And like Alex Newman has said in the past, he said, you know, you look at the school system, you realize, first of all, it's like a burning building. You got to get your kid out of there to save them. But then you've also got to put the fire out so that it doesn't burn down the entire neighborhood. And that's really the important thing. I think we're you know, and looking at your book. If somebody's got their kid in school, that'll help to wake them up, but

also really importantly helped to wake up the kid. But then there's other things tell us a little bit about what we can do to fight this woke ideology so we don't have the neighborhood burned down. Well, I guess the first thing not to do is what I tried to do. My son was being taught something that I didn't agree with at our local high school, and I confronted the teacher about it at a teacher conference and it was diplomatic and she

actually immediately apologized and said, oh, I won't do that anymore. But then the next year I found out from a neighbor that their kid was in that teacher's same class, and she went right back to teaching the same thing the very next year. So we need to understand that this isn't like the left versus right ongoing debate, where we on the right really believe what we believe and people on the left really believe what they believe. The woke understand

that factually they're incorrect and it doesn't matter to them. So this is a very very different kind of fight. And that's why I say you really need to get involved. And the wonderful thing is that there's lots of people that are out there parents defending education. Nicole Neely does a great job courages a habit dot Org. Alvin Louis is the national executive director. These people are doing great work. So I would encourage your listeners to join one of these

organizations or other organizations. I have them listed in my website, and that's the really the way I would do it, instead of just being an individual, because then you're like that person in the three body problem, You're the

one person crying out. But one thing that I would say about that scene is that it looks like a majority are on the side of the of the Marxist but we find that that was never really the case, and that we see all these people doing the Nazis salute, you know, at these rallies, you know, for the you know, during Hitler's reign, and we

realize that, you know, most people were not. I mean, the Nazis never got more than nineteen percent of the popular vote in Germany, so they're never really they have the appearance of having overwhelming majority, but they really don't. This is a relatively small group of people. Now. Of course, they are well positioned in areas of education and in areas of the media

and in government.

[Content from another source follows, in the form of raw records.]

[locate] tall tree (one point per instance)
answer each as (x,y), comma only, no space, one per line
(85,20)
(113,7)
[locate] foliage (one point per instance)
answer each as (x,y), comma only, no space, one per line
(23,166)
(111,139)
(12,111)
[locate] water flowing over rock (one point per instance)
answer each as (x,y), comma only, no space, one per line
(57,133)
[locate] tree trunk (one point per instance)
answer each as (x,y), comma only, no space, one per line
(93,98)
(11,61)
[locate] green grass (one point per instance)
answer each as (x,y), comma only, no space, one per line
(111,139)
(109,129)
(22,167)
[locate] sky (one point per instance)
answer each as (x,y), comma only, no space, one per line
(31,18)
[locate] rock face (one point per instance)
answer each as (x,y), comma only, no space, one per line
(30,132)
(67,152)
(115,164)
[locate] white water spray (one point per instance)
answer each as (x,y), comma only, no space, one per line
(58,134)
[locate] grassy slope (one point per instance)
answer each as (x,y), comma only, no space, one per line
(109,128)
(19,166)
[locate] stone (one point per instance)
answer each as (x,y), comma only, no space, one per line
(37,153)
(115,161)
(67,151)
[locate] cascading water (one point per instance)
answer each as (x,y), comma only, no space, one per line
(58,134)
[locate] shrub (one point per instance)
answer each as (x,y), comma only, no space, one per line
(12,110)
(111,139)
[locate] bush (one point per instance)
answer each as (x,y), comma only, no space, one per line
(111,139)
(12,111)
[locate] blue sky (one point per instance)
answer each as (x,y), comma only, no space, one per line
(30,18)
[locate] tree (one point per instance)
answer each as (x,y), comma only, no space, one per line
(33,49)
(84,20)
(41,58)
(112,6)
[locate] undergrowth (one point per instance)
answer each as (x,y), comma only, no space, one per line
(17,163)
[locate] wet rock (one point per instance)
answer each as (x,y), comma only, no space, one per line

But there's a lot more of us. And I find that there's so many left wing parents that have bought my book and have reached out to me via social media. I mean, we really have a natural supermajority to fight this because which makes sense, because you know, just not wanting your kid to be taught this crap, you know, I mean that can't know a party affiliation, that can't know an ideology. It's just parental common sense. And so I think there's a lot more people on our side.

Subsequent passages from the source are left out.